Acho que sim. Lula se recuperou bem do câncer de laringe em 2012, depois da Covid no final de 2020. Está mantendo a forma física e visivelmente em boa saúde. Na quarta-feira, ele falou aos sindicalistas da indústria metalúrgica em um discurso de três horas, sem sinais de cansaço. O que está em jogo no Brasil é o futuro da democracia. E a personalidade que melhor representa a oposição a Bolsonaro é ele. Claro, o Partido dos Trabalhadores (PT) terá que fazer algumas bases em seu projeto. O Brasil que Lula encontra hoje é muito diferente daquele de 2010, quando encerrou seu segundo mandato. Para a queda da economia e o custo de uma pandemia descontrolada, as respostas terão de ser fornecidas.
O Bolsonaro tem uma chance real de permanecer no poder?
É um candidato competitivo: pesquisas recentes atribuem a ele 30% das intenções de voto, o que o colocaria na liderança do primeiro turno. Das duas pesquisas de opinião publicadas nesta semana, uma dá a ele o perdedor contra Lula, a outra, o vencedor. Mas 2021 será mais complicado para ele do que 2020. A situação de saúde nunca foi tão grave e sua margem de manobra financeira é reduzida. O programa de ajuda aos mais pobres, denominado Auxílio Emergencial, distribuído a 60 milhões de brasileiros no segundo semestre de 2020, não é renovado este ano por falta de recursos. Custou quase 12 pontos do Produto Interno Bruto (PIB) [que estimulou o consumo das famílias e gerou crescimento em alguns setores, permitindo conter a queda do PIB no final do ano, nota do editor]. Nenhum outro país implementou um programa anticíclico tão grande. A operação permitiu que Bolsonaro recuperasse a popularidade, mas sua classificação voltou ao nível de junho de 2020, antes que a ajuda fosse paga.
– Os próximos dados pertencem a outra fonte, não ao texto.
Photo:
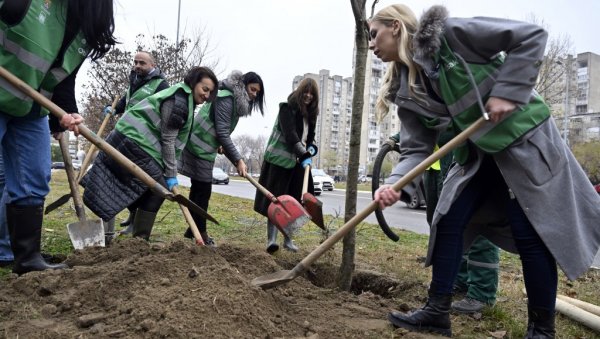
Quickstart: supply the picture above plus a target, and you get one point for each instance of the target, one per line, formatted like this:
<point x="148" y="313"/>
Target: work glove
<point x="306" y="162"/>
<point x="108" y="110"/>
<point x="171" y="182"/>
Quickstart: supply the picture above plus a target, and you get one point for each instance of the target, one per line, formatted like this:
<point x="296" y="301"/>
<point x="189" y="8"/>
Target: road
<point x="398" y="216"/>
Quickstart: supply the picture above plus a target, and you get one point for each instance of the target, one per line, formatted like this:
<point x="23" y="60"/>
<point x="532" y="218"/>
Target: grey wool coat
<point x="539" y="169"/>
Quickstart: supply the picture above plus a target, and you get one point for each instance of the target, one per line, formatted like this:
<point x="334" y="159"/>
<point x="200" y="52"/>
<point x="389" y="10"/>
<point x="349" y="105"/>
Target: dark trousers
<point x="539" y="266"/>
<point x="200" y="193"/>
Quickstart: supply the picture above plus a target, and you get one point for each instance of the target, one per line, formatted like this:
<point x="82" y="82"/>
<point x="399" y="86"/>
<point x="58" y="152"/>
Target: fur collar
<point x="427" y="38"/>
<point x="241" y="99"/>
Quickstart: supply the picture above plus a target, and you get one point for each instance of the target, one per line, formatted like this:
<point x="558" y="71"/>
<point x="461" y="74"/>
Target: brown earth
<point x="154" y="290"/>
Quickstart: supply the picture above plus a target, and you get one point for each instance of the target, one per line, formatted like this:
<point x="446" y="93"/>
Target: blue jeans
<point x="5" y="250"/>
<point x="539" y="266"/>
<point x="26" y="152"/>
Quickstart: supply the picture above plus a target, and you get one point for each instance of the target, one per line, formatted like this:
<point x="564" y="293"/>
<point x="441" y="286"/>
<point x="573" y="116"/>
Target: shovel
<point x="285" y="212"/>
<point x="107" y="148"/>
<point x="188" y="218"/>
<point x="86" y="162"/>
<point x="281" y="277"/>
<point x="313" y="206"/>
<point x="84" y="233"/>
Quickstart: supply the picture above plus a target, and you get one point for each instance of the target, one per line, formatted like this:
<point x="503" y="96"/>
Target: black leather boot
<point x="25" y="228"/>
<point x="541" y="323"/>
<point x="143" y="223"/>
<point x="433" y="317"/>
<point x="272" y="246"/>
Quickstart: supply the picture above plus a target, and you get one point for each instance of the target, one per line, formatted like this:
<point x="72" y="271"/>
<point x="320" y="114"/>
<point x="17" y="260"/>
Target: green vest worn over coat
<point x="203" y="142"/>
<point x="458" y="92"/>
<point x="29" y="50"/>
<point x="278" y="151"/>
<point x="142" y="93"/>
<point x="142" y="122"/>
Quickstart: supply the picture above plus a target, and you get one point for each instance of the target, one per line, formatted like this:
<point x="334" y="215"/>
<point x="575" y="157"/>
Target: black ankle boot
<point x="433" y="317"/>
<point x="25" y="228"/>
<point x="541" y="323"/>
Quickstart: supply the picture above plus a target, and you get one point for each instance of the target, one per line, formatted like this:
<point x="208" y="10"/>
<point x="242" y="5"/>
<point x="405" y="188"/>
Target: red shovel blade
<point x="287" y="214"/>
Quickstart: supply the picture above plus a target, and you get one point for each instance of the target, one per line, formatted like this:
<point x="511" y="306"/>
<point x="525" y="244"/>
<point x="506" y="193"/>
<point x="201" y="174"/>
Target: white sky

No ano passado, o Brasil limitou a quebra com uma queda do PIB de 4,2%, bem abaixo dos 9% da Argentina ou do México. 2021 vai ser mais problemático.
Será que o meio empresarial está certo em se preocupar com a chegada à chefia da Petrobras, principal empresa do país, de um soldado próximo ao presidente?
A nomeação de Joaquim Silva e Luna reflete o fervor do poder. A comunidade empresarial acreditava até agora que Bolsonaro estava louco, mas que ele delegou as decisões econômicas a um ministro são. A história caiu por terra com a decisão, em fevereiro, de substituir o presidente da Petrobras e modificar sua política, sob a pressão de uma clientela eleitoral essencial para Bolsonaro: os caminhoneiros, fortemente expostos às variações dos preços da gasolina. No entanto, a alta dos preços na bomba preocupa a profissão, que ameaça paralisar o país com greves.